Local Neighbourhoods

Tidbits and snippets

By 24 March 2024No Comments

Send us your tidbits and snippets

Sometimes described as a small piece of interesting information, or a small dish of pleasant-tasting food, we at Eastsider News think that tidbits is a good description of those curious morsels of information that our readers send us from time to time.

We hope you enjoy them as much as we do.  We also invite you to share with us those fascinating bits and pieces you may come across in unexpected places.  Please email your fun facts, curious discoveries or other esoteric snippets of information to us at eastsidernews1@gmail.com.  And don’t forget, small is the operative word in a tidbit – preferably less than 250 words.

A cryptic warning – Cave Idus Maritae

Gill Bell

This Latin phrase, beautifully drawn in chalk on the pavement, appeared at the Canterbury Sports Ground in March this year. Most people, including me, rushing to catch a train or heading for the tennis courts, gave it a puzzled look but thought no more about it. It wasn’t until I glanced at the calendar that light dawned. It was 15 March, and the sign was warning us ‘Beware the Ides of March’.

The phrase comes from Shakespeare’s Julius Caesar, when a soothsayer warned Caesar to beware the fifteenth of Mech. He ignored the warning and was assassinated. This marked a turning point in the history of Rome.

I was charmed that this piece of historical trivia had found its way on to our suburban streets. It carried the whiff of intrigue, of dread and of fateful warnings fulfilled. I found it amazing that two millennia later this date still had an impact.

The present-day 15 March passed without incident, but I wonder what further warnings our local Banksy might have for us. Beware the Eve of Hallows, perhaps, when childish monsters roam our streets?

With memories of Shakespeare and Latin from schooldays.

Snippets from Box Hill

Thank you to Box Hill Historical Society for letting us publish these bits and pieces that their archivist Helen Harris has found on her research adventures.  To learn more about the society, please click here.
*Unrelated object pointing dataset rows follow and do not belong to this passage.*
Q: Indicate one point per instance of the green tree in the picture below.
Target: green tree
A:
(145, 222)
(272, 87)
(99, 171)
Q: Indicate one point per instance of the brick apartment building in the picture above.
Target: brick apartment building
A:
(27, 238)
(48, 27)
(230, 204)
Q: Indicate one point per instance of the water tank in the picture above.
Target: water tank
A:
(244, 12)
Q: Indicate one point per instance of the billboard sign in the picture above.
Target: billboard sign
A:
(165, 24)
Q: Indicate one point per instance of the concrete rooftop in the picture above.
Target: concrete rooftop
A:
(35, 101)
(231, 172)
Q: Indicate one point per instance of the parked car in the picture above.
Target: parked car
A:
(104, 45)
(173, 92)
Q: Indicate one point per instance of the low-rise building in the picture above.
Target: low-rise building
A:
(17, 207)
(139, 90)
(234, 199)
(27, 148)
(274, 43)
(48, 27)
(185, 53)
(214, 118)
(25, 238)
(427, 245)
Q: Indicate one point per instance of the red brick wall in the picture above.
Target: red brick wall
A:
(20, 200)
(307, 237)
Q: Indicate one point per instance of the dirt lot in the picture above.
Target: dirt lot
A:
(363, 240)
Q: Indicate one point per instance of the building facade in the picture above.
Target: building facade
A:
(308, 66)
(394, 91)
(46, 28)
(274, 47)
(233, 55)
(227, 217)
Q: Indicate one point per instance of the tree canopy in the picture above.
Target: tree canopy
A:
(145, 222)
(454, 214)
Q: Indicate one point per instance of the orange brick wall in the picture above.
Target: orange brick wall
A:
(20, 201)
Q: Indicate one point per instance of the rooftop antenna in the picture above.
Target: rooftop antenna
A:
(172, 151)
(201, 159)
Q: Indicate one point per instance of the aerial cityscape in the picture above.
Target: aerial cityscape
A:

From The Argus, 2 August 1938.

A recommendation from the public works committee that the council press for the erection of a new police station at Box Hill was adopted last night by the Box Hill Council. It was decided to point out to the Chief Secretary (Mr Bailey) that Box Hill residents as taxpayers contributed directly to Government revenue and should not be required to make any further contribution through the council. At a previous meeting the council received a letter from the Chief Secretary asking what amount it was prepared to contribute towards the cost of a new police station.

From The Argus, 31 August 1938.

Mrs Weber, MLA, informed the Box Hill Council at its last meeting that the Public Works Dept. would shortly repair and renovate the Box Hill police station. The department said that it appeared from correspondence that the Council was not prepared to contribute towards the cost of a new police station which the Council had suggested should be built. The town clerk (Mr. Cole) said that he understood that two additional rooms and a small lobby would be built in brick.